Red - Margaret Hôtel Chouleur, in Nîmes on July 16

In the heart of the listed Hôtel Chouleur, chef Georgiana Viou officiates in the kitchens of Rouge - Margaret Hôtel Chouleur (3 toques). The "Grand de Demain" 2021 has abandoned the à la carte menu and offers two menus, called "découverte" and "dégustation", at 110 and 160 euros. Products are traced and producers are highlighted on the description, like the cold-smoked Bleu du Grau-du-Roi followed by a stew of fermented broad beans and strawberries.

Onaka, in Nice on July 20 and 21

The Tour de France of culinary universes also includes Japanese inspiration. Chefs from Japan are numerous. Like Alexis Luong, chef at Onaka (2 toques), who is one of the 109 of the 2024 edition. In a luminous, wood-panelled room, the chef offers a wide spectrum of creations that can be grouped together in his omakase menu at 70 euros per person. He is assisted by Alex Couvidat, saké sommelier for the house.

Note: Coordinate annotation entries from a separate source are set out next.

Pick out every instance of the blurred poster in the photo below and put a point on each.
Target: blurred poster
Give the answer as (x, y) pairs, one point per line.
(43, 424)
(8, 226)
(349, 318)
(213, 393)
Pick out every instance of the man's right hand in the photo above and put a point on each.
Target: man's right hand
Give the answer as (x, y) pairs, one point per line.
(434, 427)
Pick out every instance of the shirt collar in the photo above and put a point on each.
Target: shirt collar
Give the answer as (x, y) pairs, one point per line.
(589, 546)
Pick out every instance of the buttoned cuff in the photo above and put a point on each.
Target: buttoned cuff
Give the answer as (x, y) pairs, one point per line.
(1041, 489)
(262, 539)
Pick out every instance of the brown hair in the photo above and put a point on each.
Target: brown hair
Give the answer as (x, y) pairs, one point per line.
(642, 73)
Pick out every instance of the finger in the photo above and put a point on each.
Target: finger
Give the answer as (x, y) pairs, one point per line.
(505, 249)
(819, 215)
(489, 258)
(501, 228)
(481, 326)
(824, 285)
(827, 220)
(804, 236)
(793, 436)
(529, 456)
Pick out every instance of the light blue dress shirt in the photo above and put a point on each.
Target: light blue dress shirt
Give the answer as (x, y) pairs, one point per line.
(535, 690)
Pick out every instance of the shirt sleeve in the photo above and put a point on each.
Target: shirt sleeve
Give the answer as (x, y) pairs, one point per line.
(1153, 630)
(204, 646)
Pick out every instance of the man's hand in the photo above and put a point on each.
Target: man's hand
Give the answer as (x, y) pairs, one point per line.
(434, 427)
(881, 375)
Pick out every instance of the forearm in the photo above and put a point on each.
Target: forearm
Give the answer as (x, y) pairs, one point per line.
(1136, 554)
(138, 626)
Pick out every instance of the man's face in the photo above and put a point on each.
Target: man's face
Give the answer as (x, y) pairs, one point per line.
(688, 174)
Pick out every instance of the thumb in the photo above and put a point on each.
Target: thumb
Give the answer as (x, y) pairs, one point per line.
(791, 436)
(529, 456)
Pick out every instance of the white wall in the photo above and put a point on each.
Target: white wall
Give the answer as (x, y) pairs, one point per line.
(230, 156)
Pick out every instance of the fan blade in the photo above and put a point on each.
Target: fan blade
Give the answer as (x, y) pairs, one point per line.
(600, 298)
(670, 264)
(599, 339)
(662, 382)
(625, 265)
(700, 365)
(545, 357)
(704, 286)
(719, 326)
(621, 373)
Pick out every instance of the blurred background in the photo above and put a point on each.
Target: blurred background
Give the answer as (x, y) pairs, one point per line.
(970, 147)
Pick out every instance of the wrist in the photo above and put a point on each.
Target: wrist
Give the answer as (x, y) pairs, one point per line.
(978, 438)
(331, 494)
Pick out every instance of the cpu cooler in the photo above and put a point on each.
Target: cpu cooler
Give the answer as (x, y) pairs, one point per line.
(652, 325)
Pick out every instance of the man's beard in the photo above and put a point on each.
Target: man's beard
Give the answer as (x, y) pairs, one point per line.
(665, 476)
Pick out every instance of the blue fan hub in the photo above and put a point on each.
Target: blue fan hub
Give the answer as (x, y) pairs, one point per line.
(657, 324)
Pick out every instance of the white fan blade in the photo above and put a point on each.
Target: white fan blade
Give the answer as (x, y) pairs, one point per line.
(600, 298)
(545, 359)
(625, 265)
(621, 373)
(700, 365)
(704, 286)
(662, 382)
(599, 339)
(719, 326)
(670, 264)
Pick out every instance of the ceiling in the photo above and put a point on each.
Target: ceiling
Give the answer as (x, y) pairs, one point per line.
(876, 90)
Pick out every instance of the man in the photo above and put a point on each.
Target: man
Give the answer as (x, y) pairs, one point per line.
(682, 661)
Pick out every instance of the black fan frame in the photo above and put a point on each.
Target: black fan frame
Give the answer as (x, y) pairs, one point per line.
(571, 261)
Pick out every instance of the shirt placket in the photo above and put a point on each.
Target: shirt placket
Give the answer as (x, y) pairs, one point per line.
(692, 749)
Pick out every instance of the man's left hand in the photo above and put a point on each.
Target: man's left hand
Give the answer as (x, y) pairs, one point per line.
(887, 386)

  • Where? 12 Pass. Masséna, 06000 Nice
  • Read the Gault&Millau review of Onaka

P Lattes - Marko Raguz

La Menthe Poivrée, in Gap on July 18

In the prefecture of the Hautes-Alpes, Ana and Fabien Rimasson offer their guests market cuisine. The design of the plates is also an important variable for the couple. Restaurant La Menthe Poivrée (1 toque) has two menus, at 37 and 55 euros, with dishes such as homemade smoked salmon cannelloni, served with crab, cucumber, fromage frais and kalamansi gel.